Campus Conservatives Duke It Out

, Malcolm A. Kline, Leave a comment

Cary, N. C.—Although at least one professor at nearby Duke University thinks that they are not too bright, conservative students at the school, who are plentiful, and faculty members, who are not, have found some ingenious ways to get their point across.

This year, the school refused to support the College Republican chapter’s “Students for Bush” effort, while the university willingly supported “Students for Edwards” and “Students for Nader” campaigns. Undeterred, a large group of the College Republicans wore their “W” t-shirts to a Duke home game, gaining national exposure via network television by cheering on one of the most televised college basketball teams in recent memory.

When Duke’s establishment expressed outrage at this bit of audacity, the CRs were undeterred. “We pointed out that we were wearing Duke blue,” CR advisor John Plecnik, a law student, noted.

I pointed out to John that their stratagem was eerily reminiscent of a ruse that the Solidarity labor union movement had to resort to in its effort to topple the Polish Communist government headed by General Jaruzelski. Union supporters would wear Solidarity t-shirts to soccer games that were televised. Could the College Republicans at Duke be up against the same sort of dictatorial adversary that the Solidarity supporters in Communist-controlled Poland faced?

“I’ve heard students say, ‘When I wrote a communist paper, I got an A; when I didn’t, it wasn’t so great,’” Plecnik told the audience at a conference here.

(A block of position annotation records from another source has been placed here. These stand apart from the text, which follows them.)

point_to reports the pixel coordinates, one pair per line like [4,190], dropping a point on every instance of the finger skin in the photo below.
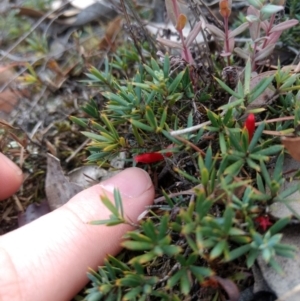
[48,258]
[10,177]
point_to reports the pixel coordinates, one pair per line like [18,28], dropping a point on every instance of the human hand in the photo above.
[48,258]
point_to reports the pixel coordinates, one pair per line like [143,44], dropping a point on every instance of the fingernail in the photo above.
[10,164]
[131,182]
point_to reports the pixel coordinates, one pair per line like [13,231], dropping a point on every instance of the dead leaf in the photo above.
[229,287]
[112,30]
[292,144]
[58,189]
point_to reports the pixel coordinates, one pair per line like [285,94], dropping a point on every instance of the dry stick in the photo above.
[124,10]
[190,129]
[32,29]
[201,125]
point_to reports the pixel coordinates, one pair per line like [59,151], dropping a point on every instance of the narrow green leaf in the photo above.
[141,125]
[247,76]
[166,67]
[260,88]
[173,86]
[256,137]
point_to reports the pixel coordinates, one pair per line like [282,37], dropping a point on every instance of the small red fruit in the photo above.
[263,222]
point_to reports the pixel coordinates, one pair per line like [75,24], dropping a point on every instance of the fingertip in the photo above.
[11,177]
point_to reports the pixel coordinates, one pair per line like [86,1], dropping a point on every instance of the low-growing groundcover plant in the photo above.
[215,170]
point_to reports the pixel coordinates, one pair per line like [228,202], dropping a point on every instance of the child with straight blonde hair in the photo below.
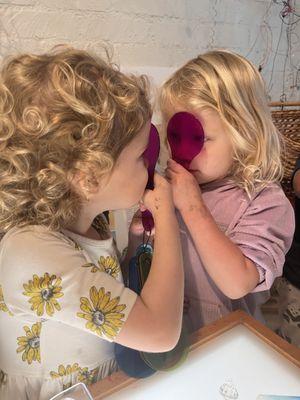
[236,223]
[73,131]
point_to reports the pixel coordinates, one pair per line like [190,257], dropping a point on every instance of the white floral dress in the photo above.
[62,304]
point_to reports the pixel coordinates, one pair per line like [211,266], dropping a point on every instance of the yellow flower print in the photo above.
[43,292]
[30,344]
[88,376]
[3,306]
[108,264]
[104,315]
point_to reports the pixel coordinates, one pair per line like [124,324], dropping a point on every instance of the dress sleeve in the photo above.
[44,275]
[264,234]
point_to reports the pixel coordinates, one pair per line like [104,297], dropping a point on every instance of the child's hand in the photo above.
[186,190]
[136,229]
[158,201]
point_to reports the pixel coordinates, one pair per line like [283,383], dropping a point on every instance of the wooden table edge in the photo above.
[119,380]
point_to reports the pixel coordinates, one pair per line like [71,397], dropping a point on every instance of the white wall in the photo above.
[154,33]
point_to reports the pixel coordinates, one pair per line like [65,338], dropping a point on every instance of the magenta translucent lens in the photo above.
[186,137]
[151,156]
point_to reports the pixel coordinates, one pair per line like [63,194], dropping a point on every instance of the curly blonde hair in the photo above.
[231,85]
[61,113]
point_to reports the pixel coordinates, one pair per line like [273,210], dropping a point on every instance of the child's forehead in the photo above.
[202,114]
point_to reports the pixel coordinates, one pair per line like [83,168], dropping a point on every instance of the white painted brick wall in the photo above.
[155,34]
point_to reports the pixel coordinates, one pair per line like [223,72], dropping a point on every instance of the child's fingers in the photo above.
[174,166]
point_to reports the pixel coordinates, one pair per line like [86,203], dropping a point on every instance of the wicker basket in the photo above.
[286,117]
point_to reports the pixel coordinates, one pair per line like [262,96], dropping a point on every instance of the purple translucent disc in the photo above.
[151,156]
[186,137]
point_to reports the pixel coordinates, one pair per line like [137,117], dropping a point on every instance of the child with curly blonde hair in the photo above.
[73,130]
[236,223]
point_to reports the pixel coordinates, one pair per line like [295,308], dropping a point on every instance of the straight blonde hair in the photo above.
[229,84]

Nonetheless, Plecnik remains upbeat about the CRs’ civil war with Duke’s administration.

“You can be quoted next to a university president in a news story even if you are a law student because we live in a horse race society and they [reporters] want to get both sides.”

For his part, Michael Munger, the chair of the Departments of Political Science, Economics and Public Policy, is equally sanguine about the prospects for balance at what seems like an overwhelmingly liberal campus. “My department is 25 percent Republican,” Munger points out.

In two decades of teaching, Munger has faced more daunting imbalances. His other teaching positions were at Dartmouth, the University of Texas at Austin and the University of North Carolina at Chapel Hill. “It is the fervent belief of the left that it is wrong to hire conservatives,” Munger concludes.

And Munger has noticed some interesting results when liberal students come in contact with conservative ideas. “I had a teaching assistant say that once her liberal teacher gave the pro-life view just for balance,” Munger remembers.

“It was infuriating,” the teaching assistant told Munger. “We knew that it was wrong but could not figure out why. It sounded so plausible.”

Malcolm A. Kline is the executive director of Accuracy in Academia.